The young stand in Chief Minister Dost Mohammad Khosa will get vote of confidence from Punjab Assembly today (Friday) but the PML-N, PPP coalition government needs years to clear the mess created by the out-going government.
Business Recorder has learnt from reliable sources that the previous government withdrew Rs 114 billions allocated for development projects in just first three months of the current FY 2007-08. They alleged that Pervez Elahi spent billions of rupees on his personal publicity and electioneering, which had nothing to do with public welfare.
Analysts say food, energy and social security, replenishment of water resources, increasing trade imbalance, budget deficits, law and order, poverty, unemployment, population explosion, illiteracy, health cover, and infrastructure are such issued that could only be solved with long term and sustained measures.
They say Mian Mohammad Shahbaz Sharif, who would ultimately take over Chief Ministership after the by-elections, has the vision, will, vigour and administrative skills to make a difference.
However, they say that for solutions of these seemingly daunting challenges, the coalition government needs political stability and a new democratic culture of reconciliation, understanding, tolerance, mutual trust and peace in the province.
The say that the newly installed federal and provincial governments should, first resolve the issue of deposed judges and restore parliamentary character of 1973 Constitution in order to strike a balance between the powers of the Prime Minister and the President.
They say the civil society, political workers and lawyers are already becoming restive since they have not seen any change in the old system and governance during the past three weeks.
They say that exactly two months have passed after the people gave their verdict for a change on February 18 but delaying tactics were used to transfer power to the peoples representatives at the Centre and in the provinces.

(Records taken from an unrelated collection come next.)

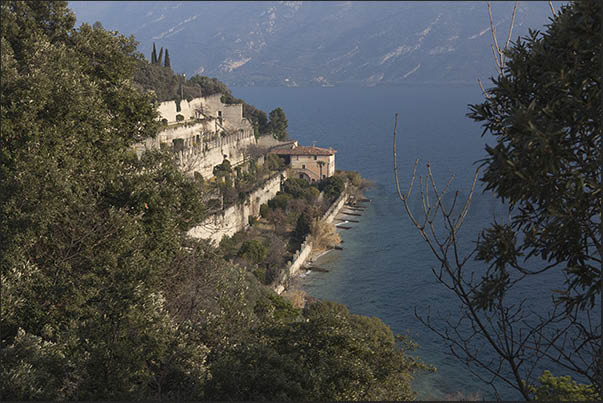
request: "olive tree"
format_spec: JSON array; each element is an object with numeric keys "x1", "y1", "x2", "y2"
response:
[{"x1": 394, "y1": 2, "x2": 601, "y2": 399}]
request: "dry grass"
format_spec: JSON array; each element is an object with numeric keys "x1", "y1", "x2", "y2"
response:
[{"x1": 283, "y1": 289, "x2": 306, "y2": 309}]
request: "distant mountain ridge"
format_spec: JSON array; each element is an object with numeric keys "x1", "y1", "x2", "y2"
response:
[{"x1": 69, "y1": 1, "x2": 560, "y2": 86}]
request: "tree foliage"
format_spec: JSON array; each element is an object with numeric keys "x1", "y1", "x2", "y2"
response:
[
  {"x1": 0, "y1": 1, "x2": 432, "y2": 400},
  {"x1": 394, "y1": 2, "x2": 601, "y2": 399},
  {"x1": 268, "y1": 108, "x2": 289, "y2": 140}
]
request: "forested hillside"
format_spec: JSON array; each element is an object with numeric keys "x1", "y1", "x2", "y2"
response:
[{"x1": 0, "y1": 1, "x2": 425, "y2": 400}]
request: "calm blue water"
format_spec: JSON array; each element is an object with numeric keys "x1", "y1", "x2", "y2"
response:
[{"x1": 233, "y1": 85, "x2": 588, "y2": 399}]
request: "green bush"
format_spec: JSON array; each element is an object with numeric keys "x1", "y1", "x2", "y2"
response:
[
  {"x1": 260, "y1": 203, "x2": 272, "y2": 218},
  {"x1": 283, "y1": 178, "x2": 310, "y2": 199},
  {"x1": 238, "y1": 239, "x2": 268, "y2": 264}
]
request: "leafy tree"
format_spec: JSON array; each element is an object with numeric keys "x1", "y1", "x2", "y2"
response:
[
  {"x1": 394, "y1": 2, "x2": 601, "y2": 399},
  {"x1": 291, "y1": 209, "x2": 312, "y2": 244},
  {"x1": 151, "y1": 42, "x2": 157, "y2": 64},
  {"x1": 238, "y1": 239, "x2": 268, "y2": 264},
  {"x1": 528, "y1": 371, "x2": 601, "y2": 402},
  {"x1": 164, "y1": 48, "x2": 172, "y2": 68},
  {"x1": 268, "y1": 108, "x2": 289, "y2": 140},
  {"x1": 157, "y1": 46, "x2": 163, "y2": 66},
  {"x1": 0, "y1": 2, "x2": 207, "y2": 400},
  {"x1": 208, "y1": 302, "x2": 427, "y2": 401}
]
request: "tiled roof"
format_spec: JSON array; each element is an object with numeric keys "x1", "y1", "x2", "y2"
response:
[{"x1": 272, "y1": 146, "x2": 336, "y2": 155}]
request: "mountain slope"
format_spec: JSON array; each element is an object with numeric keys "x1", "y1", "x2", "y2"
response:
[{"x1": 69, "y1": 2, "x2": 559, "y2": 86}]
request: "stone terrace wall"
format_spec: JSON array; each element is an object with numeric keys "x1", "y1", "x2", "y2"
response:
[{"x1": 274, "y1": 188, "x2": 348, "y2": 294}]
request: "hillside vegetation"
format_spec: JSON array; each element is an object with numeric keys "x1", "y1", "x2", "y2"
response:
[{"x1": 0, "y1": 1, "x2": 425, "y2": 400}]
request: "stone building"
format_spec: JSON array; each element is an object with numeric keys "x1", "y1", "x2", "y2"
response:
[
  {"x1": 135, "y1": 94, "x2": 256, "y2": 178},
  {"x1": 271, "y1": 146, "x2": 336, "y2": 182}
]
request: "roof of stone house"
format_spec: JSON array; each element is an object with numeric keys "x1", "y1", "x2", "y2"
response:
[{"x1": 271, "y1": 146, "x2": 337, "y2": 155}]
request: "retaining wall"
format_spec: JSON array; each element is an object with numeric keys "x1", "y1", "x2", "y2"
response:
[
  {"x1": 188, "y1": 171, "x2": 287, "y2": 243},
  {"x1": 274, "y1": 188, "x2": 348, "y2": 294}
]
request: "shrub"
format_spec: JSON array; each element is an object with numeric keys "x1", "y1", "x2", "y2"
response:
[
  {"x1": 268, "y1": 192, "x2": 292, "y2": 210},
  {"x1": 238, "y1": 239, "x2": 268, "y2": 264}
]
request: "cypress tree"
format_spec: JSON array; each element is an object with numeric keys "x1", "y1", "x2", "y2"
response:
[{"x1": 164, "y1": 48, "x2": 172, "y2": 68}]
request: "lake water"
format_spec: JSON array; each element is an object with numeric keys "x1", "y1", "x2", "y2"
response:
[{"x1": 233, "y1": 85, "x2": 568, "y2": 399}]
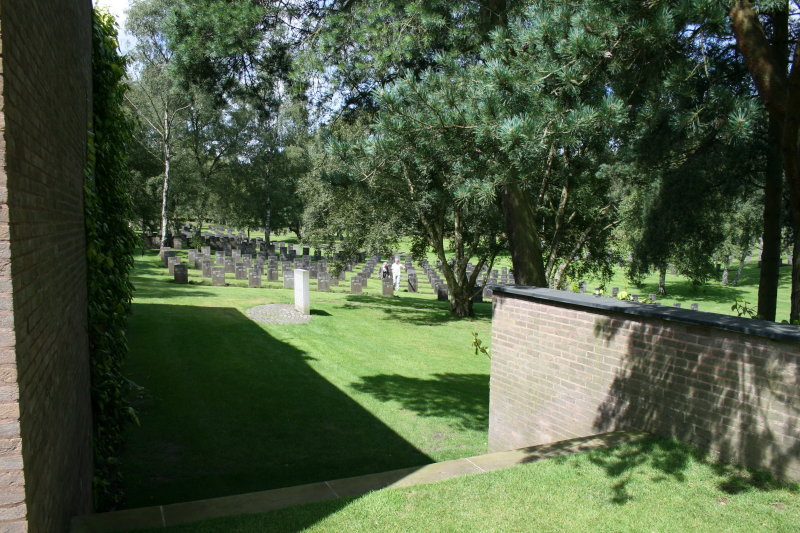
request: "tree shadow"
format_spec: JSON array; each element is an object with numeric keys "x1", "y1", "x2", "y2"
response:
[
  {"x1": 344, "y1": 295, "x2": 492, "y2": 326},
  {"x1": 593, "y1": 310, "x2": 800, "y2": 479},
  {"x1": 352, "y1": 373, "x2": 489, "y2": 431},
  {"x1": 122, "y1": 303, "x2": 432, "y2": 525}
]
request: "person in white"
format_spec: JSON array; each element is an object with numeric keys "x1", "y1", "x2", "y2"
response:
[{"x1": 392, "y1": 257, "x2": 405, "y2": 291}]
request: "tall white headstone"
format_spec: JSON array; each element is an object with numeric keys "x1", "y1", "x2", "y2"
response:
[{"x1": 294, "y1": 268, "x2": 311, "y2": 315}]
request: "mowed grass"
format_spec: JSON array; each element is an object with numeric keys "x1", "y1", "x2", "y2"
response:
[
  {"x1": 122, "y1": 253, "x2": 491, "y2": 507},
  {"x1": 131, "y1": 437, "x2": 800, "y2": 533}
]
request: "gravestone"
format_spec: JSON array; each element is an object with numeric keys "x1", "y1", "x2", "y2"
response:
[
  {"x1": 159, "y1": 248, "x2": 178, "y2": 267},
  {"x1": 167, "y1": 256, "x2": 181, "y2": 275},
  {"x1": 406, "y1": 274, "x2": 417, "y2": 292},
  {"x1": 350, "y1": 276, "x2": 362, "y2": 294},
  {"x1": 472, "y1": 287, "x2": 483, "y2": 304},
  {"x1": 173, "y1": 265, "x2": 189, "y2": 283},
  {"x1": 294, "y1": 268, "x2": 311, "y2": 315},
  {"x1": 200, "y1": 259, "x2": 214, "y2": 278},
  {"x1": 382, "y1": 279, "x2": 394, "y2": 296},
  {"x1": 211, "y1": 267, "x2": 225, "y2": 287},
  {"x1": 436, "y1": 285, "x2": 448, "y2": 302}
]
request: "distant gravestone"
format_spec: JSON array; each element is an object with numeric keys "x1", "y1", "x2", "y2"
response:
[
  {"x1": 350, "y1": 276, "x2": 363, "y2": 294},
  {"x1": 173, "y1": 265, "x2": 189, "y2": 283},
  {"x1": 200, "y1": 259, "x2": 214, "y2": 278},
  {"x1": 381, "y1": 279, "x2": 394, "y2": 296},
  {"x1": 167, "y1": 256, "x2": 181, "y2": 275},
  {"x1": 294, "y1": 268, "x2": 311, "y2": 315},
  {"x1": 436, "y1": 285, "x2": 449, "y2": 302}
]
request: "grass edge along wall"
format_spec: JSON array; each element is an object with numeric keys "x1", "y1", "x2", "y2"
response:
[{"x1": 489, "y1": 288, "x2": 800, "y2": 481}]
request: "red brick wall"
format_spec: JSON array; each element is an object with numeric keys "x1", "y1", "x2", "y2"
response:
[
  {"x1": 0, "y1": 0, "x2": 91, "y2": 533},
  {"x1": 489, "y1": 289, "x2": 800, "y2": 480}
]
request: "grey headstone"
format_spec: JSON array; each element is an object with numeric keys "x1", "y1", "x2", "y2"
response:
[{"x1": 173, "y1": 265, "x2": 189, "y2": 283}]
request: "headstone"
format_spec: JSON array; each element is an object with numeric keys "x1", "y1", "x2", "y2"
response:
[
  {"x1": 159, "y1": 248, "x2": 178, "y2": 267},
  {"x1": 406, "y1": 274, "x2": 417, "y2": 292},
  {"x1": 436, "y1": 285, "x2": 448, "y2": 302},
  {"x1": 294, "y1": 268, "x2": 311, "y2": 315},
  {"x1": 173, "y1": 265, "x2": 189, "y2": 283},
  {"x1": 200, "y1": 259, "x2": 214, "y2": 278},
  {"x1": 382, "y1": 279, "x2": 394, "y2": 296},
  {"x1": 167, "y1": 256, "x2": 181, "y2": 275},
  {"x1": 350, "y1": 276, "x2": 362, "y2": 294}
]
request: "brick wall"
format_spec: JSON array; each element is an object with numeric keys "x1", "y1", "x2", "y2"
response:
[
  {"x1": 0, "y1": 0, "x2": 91, "y2": 532},
  {"x1": 489, "y1": 288, "x2": 800, "y2": 480}
]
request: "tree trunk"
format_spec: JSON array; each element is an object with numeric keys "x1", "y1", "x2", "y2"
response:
[
  {"x1": 500, "y1": 183, "x2": 547, "y2": 287},
  {"x1": 758, "y1": 112, "x2": 783, "y2": 321},
  {"x1": 161, "y1": 111, "x2": 172, "y2": 249},
  {"x1": 722, "y1": 257, "x2": 731, "y2": 285},
  {"x1": 264, "y1": 195, "x2": 272, "y2": 246},
  {"x1": 789, "y1": 216, "x2": 800, "y2": 324},
  {"x1": 733, "y1": 248, "x2": 749, "y2": 287}
]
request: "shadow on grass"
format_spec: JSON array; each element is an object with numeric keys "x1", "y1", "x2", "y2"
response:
[
  {"x1": 122, "y1": 304, "x2": 431, "y2": 507},
  {"x1": 344, "y1": 295, "x2": 492, "y2": 326},
  {"x1": 587, "y1": 435, "x2": 800, "y2": 505},
  {"x1": 352, "y1": 373, "x2": 489, "y2": 431}
]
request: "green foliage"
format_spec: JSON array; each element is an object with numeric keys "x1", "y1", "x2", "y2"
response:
[
  {"x1": 85, "y1": 10, "x2": 136, "y2": 510},
  {"x1": 731, "y1": 298, "x2": 758, "y2": 318},
  {"x1": 472, "y1": 331, "x2": 492, "y2": 359}
]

In the meantime, the care-taker governments did nothing to solve the food and energy problems which have now been compounded. Psychoanalysts say that in such an atmosphere of deprivation, uncertainty, helplessness and apathy, people get violent, unruly, irrational and agitators and an ordinary incident can spark social upheavals on large scale. They emphasise that violent incidents of Karachi, Lahore, Multan and some other cities during the past two weeks speak volumes of the peoples' state of mind.